Code Comparison (1D Space-Optimized)
0/1 Knapsack
dp = [0] * (W + 1)
for i in range(n):
# Right to left!
for w in range(W, wt[i]-1, -1):
dp[w] = max(
dp[w],
dp[w - wt[i]] + val[i]
)Unbounded Knapsack
dp = [0] * (W + 1)
for i in range(n):
# Left to right!
for w in range(wt[i], W + 1):
dp[w] = max(
dp[w],
dp[w - wt[i]] + val[i]
)How to Decide
- Can each item be used only once? 0/1 Knapsack. Keywords: "subset", "partition", "choose from a set."

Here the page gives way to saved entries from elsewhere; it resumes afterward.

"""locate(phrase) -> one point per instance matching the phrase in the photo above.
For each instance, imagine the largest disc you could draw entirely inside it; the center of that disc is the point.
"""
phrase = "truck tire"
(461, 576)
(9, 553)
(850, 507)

- Can items be reused? Unbounded Knapsack. Keywords: "unlimited supply", "coin change", "any number of times."
- Is it a partition/subset-sum problem? 0/1 Knapsack with target = totalSum / 2.
- Is it a "number of ways to make amount" problem with reuse? Unbounded Knapsack (coin change variant).
- Does the problem mention "rod cutting" or "ribbon cutting"? Unbounded Knapsack.
Example Problems
0/1 Knapsack
- 1.Partition Equal Subset Sum — Can you split the array into two subsets with equal sum? (target = total / 2)
- 2.Target Sum — Assign + or - to each number to reach a target. Reduces to subset sum.
- 3.Last Stone Weight II — Minimize the last stone weight by optimally smashing pairs. Reduces to minimum subset difference.
Unbounded Knapsack
- 1.Coin Change — Find the minimum number of coins to make a target amount (unlimited coin supply).
- 2.Coin Change II — Count the number of combinations to make a target amount.
- 3.Rod Cutting — Cut a rod of length n into pieces to maximize total revenue, with prices for each length.